SOLARPUNK: frenar la expansión urbana desordenada para salvar la vida en las ciudades

SOLARPUNK: frenar la expansión urbana desordenada para salvar la vida en las ciudades

Por Mauricio Palomares

Durante décadas, el crecimiento de las ciudades fue confundido con progreso. Mientras más avenidas, más fraccionamientos y más kilómetros de expansión urbana existieran, parecía que una ciudad “avanzaba”. Pero hoy sabemos que ese modelo no solo agotó el suelo y los recursos naturales: también agotó a las personas.

Las ciudades extendidas, fragmentadas y dependientes del automóvil han provocado contaminación, estrés, pérdida de tiempo, desigualdad y una profunda desconexión humana. Millones de personas pasan hasta cuatro horas diarias trasladándose entre su vivienda y su trabajo. En muchas zonas urbanas ya no se vive la ciudad: se sobrevive a ella.

Frente a este escenario, comienza a emerger una visión distinta del futuro urbano: el **SOLARPUNK**.

Lejos de ser solo una corriente estética o artística, el Solarpunk plantea una idea profundamente política y ambiental: ciudades verdes, humanas, tecnológicas y cooperativas donde el desarrollo no destruya la naturaleza, sino que conviva con ella.

La visión Solarpunk no imagina megaciudades cubiertas de concreto y anuncios luminosos. Imagina barrios caminables, edificios con energía solar, transporte limpio, agricultura urbana, espacios públicos vivos y comunidades capaces de producir parte de su propia energía y alimentos.

Es una propuesta optimista, pero también profundamente crítica del urbanismo desordenado que hoy domina gran parte de América Latina.

Porque la expansión urbana descontrolada no es casualidad. Es el resultado de décadas de decisiones políticas que privilegiaron el negocio inmobiliario sobre la planeación urbana. Construimos ciudades para los automóviles y no para las personas.

Cada nuevo desarrollo alejado del centro urbano implica más tráfico, más emisiones, más consumo de agua, más gasto energético y más dependencia del automóvil privado. Y mientras las ciudades se expanden horizontalmente, la calidad de vida suele disminuir.

El problema no es crecer. El problema es crecer sin inteligencia territorial.

Desde la lógica Solarpunk, el futuro urbano debe construirse bajo tres principios fundamentales:

* **Densificación inteligente**, no expansión infinita.

* **Movilidad sostenible**, no dependencia vehicular.

* **Infraestructura verde**, no impermeabilización masiva.

Y aunque parezca una utopía, ya existen ciudades que demostraron que sí es posible cambiar el rumbo.

## Curitiba: movilidad y naturaleza como política pública

Uno de los casos más emblemáticos es Curitiba.

Desde la década de los setenta, esta ciudad brasileña apostó por algo revolucionario para su época: diseñar el crecimiento urbano alrededor del transporte público y no alrededor del automóvil.

Curitiba implementó corredores de autobuses de alta capacidad, densificó zonas estratégicas y protegió enormes áreas verdes para evitar la expansión caótica. Hoy cuenta con uno de los sistemas de movilidad más eficientes de América Latina y con más de 50 metros cuadrados de áreas verdes por habitante.

Pero lo más importante es la filosofía detrás del modelo: la ciudad debía crecer de manera compacta, conectada y humana.

Curitiba entendió algo que muchas ciudades siguen ignorando: cuando una ciudad obliga a recorrer grandes distancias para trabajar, estudiar o vivir, está fabricando desigualdad.

## Copenhague: la ciudad pensada para personas

Otro ejemplo extraordinario es Copenhague.

La capital danesa decidió hace décadas reducir progresivamente el protagonismo del automóvil y devolverle la ciudad a las personas.

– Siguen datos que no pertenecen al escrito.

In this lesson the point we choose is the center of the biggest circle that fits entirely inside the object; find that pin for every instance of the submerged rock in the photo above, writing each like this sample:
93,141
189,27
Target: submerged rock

Hoy más del 60% de los habitantes se moviliza en bicicleta diariamente. Sus espacios públicos están diseñados para caminar, convivir y permanecer. La ciudad apuesta por energía limpia, infraestructura verde y urbanismo compacto.

Pero quizá el cambio más importante es cultural: Copenhague no ve la movilidad sostenible como sacrificio, sino como calidad de vida.

Mientras muchas ciudades siguen ampliando avenidas, Copenhague invierte en parques, ciclovías, transporte público y recuperación de espacios urbanos.

Y ahí está una de las grandes lecciones del Solarpunk: el futuro no depende solamente de la tecnología. Depende de la manera en que decidimos convivir.

México todavía está a tiempo de replantear el rumbo de sus ciudades. Pero para hacerlo necesitamos dejar atrás la obsesión por expandirnos sin límites y comenzar a construir ciudades más cercanas, más verdes y más humanas.

Porque una ciudad sostenible no es la que tiene más concreto.

Es la que permite vivir mejor sin destruir el entorno.